Guilherme Augusto Santana

Goiânia, sexta feira 12 de dezembro de 2014
 
 
abriu o apetite?
 


 

sexta-feira, 5 de dezembro de 2014

doença ou cura?


Doença ou cura?

 

            Estava eu, nessa manhã, comprando apressadamente um suco na padaria perto da escola dos meus filhos (porque filho lembra que tem que levar as coisas para escola na última hora) quando, no caixa, vi fixado um cartaz com os dizeres: “contrata-se atendente – salário + vale transporte + vale alimentação – tratar aqui”. Parece um cartaz normal não é? Mas não é. A letra que oferece o vale alimentação está o dobro do tamanho da letra que oferece o salario e o vale transporte. Por quê? Um turbilhão de reflexões me veio à mente. Vale uma crônica. Ô se vale.

            Nunca antes na História desse país se discutiu tanto sobre programas sociais. As chamadas bolsas assistencialistas encontram defensores árduos e críticos vorazes, além de uma massa que é beneficiada e logicamente aquiesce do fato. Esse Estado paternalista foi institucionalizado por Getúlio Vargas em meados de 1900 que consolidou as leis trabalhistas através do decreto lei 5.452 de 01/05/1943 que garantiu direitos básicos dos trabalhadores. Como um processo de evolução, esse modelo migrou para os benefícios assistencialistas, como alimentação, escola, gás entre outros, sendo muito explorados politicamente pelos partidos que implantaram ou se apropriaram desse viés. Em virtude disso, houve uma institucionalização das bolsas, bastante percebido nas eleições de 2014, onde quem não se alinhou a continuidade dos benefícios perdeu pontos e principalmente votos. Resumindo, as bolsas assistencialistas se incorporaram extra oficialmente a CLT. São direitos incontestes dos trabalhadores e não trabalhadores.
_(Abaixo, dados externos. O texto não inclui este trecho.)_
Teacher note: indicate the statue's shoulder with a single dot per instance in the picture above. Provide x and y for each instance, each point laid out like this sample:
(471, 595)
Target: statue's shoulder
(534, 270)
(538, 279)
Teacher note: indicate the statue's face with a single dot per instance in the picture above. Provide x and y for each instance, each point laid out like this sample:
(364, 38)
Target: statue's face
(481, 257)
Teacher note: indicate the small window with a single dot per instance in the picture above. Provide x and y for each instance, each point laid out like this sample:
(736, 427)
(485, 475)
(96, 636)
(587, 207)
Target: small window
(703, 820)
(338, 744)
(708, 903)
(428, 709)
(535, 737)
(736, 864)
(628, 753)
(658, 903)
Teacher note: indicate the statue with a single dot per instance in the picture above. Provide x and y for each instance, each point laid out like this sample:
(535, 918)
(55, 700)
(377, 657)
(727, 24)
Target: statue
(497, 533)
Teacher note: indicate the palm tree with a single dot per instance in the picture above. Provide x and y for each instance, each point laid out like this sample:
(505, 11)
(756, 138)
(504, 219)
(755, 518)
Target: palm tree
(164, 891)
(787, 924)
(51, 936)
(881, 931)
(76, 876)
Os defensores do modelo pregam que existe uma próxima fase, que seria a qualificação do cidadão beneficiado para que ele possa se despregar da bolsa e consiga caminhar pelas próprias pernas. Seria o famoso “não dar o peixe, mas ensinar a pescar”. Ainda nessa linha os defensores argumentam que “ensinar a pescar” um cidadão que passa fome e privações básicas, não resolveria o problema, e por isso, necessitaria de um estágio anterior justificando o benefício das bolsas. Os críticos defendem a ideia que não passa de uma ação politiqueira que utiliza da máxima do estado romano do “pão e circo” para alienar a população e transformá-la cada vez mais em massa de manobra. Além disso, criticam a falta de evolução para a próxima fase de descolamento colocando dúvidas se realmente os assistencialistas querem essa evolução ou simplesmente almejam manter a população sob sua asa paternalista. Coisa que também não seria novidade, já que o então “pai dos pobres” Getúlio, já fazia isso desde o começo do século XX.

            Qual a minha opinião? Posso exprimir em uma palavra. Decepção. Isso me acomete quando vejo um cartaz de oferta de emprego que tem como principal atrativo o assistencialismo. Salário, vale transporte, vale alimentação, plano de saúde, plano odontológico, etc. Sou de uma geração que acredita na capacidade produtiva. Na remuneração por esforço e meta. Não quer dizer que não defenda com unhas e dentes benefícios para meus funcionários. Pelo contrário. Mas entendo que deve fazer parte do processo de remuneração. Tudo conversado previamente e acordado. Aquilo que é dado de graça sem anteceder o esforço e a dedicação se esvai depressa ou pouca valoração tem para quem recebe. Um trabalhador motivado que vista a camisa da empresa e cumpra suas metas deve ser bem remunerado através de seu esforço e de programas de distribuição de lucros das empresas. Assim ele poderá por seu mérito crescer e dirigir sua própria carreira sem necessitar de assistencialismo. A maioria dos empresários e trabalhadores pensa assim? Com certeza não. Utópico? Prefiro pensar que seja um objetivo de longo prazo. Melhor seguir assim do que andar pelo caminho que estamos trilhando, onde não temos certeza se estamos caminhando para a cura ou para a doença. Pensemos.